Jára Tarnovski: It’s often impulsive and we don’t plan it. Once in Hiroshima, we were in a line-up with a crazy guitar band wearing pyjamas – Mayakashi Plastic. We asked their singer to the concert with us. She found a herbarium in the library and did the whole set with us [reading lines from the book]. In terms of records, collaborations are crucial for me. It is an incredible joy that people like Sawako, Moskitoo or Cuushe work with us. Cuushe is a beautiful example of how you can naturally blend pop with improvisation. The song “Toumeiningen” with her, on Uzu Oto, is a complete improv, including vocal lines and lyrics.
Also, working with Haco is a dream for us. Not only that she has one of the most beautiful voices I know, but I also learned a lot from her approach to art. Jenny Hval cites her as an inspiration. David Toop writes about her and Haco could have top producers on her records, but she prefers to mix them herself and invite amateur or local musicians. For Haco, it does have more value because it is pure and matches her world – and we are happy to be working on our new Gurun Gurun album with her.
Tomáš, you used to organise Wakushoppu, a platform for improvisational music. Could you describe the current improvisation scene in the Czech Republic and its condition?

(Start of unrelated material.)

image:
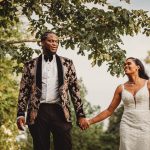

Tomáš Procházka: Petr Ferenc and I ran the Wakushoppu series from 2010–20, and we tried to invite new faces every month, including Petr Válek. I stood behind the desk for ten years as a sound engineer, so I had a more intimate relationship with the artists than the listeners. I made recordings of their performances so we could have some historical traces. It was a very communal experience, but it exhausted itself, and so was I. As a performer, I learned many things, like that I need to constantly negate my previous habits, which should be part of improvisation in general. When we ended Wakushoppu, I felt that the improvisation scene was tied to my generation of people in their mid-forties and that encapsulation was imminent. I thought that the scene should not be limited by any generation, and I preferred to withdraw. Similarly, with Gurun Gurun, we like to stand somewhere outside. Wakushoppu is also a Japanese term for a workshop, and I have often abbreviated it to waku. Then I found out that waku waku is a Japanese interjection for looking forward to something, so I’m looking forward to what will rise after us.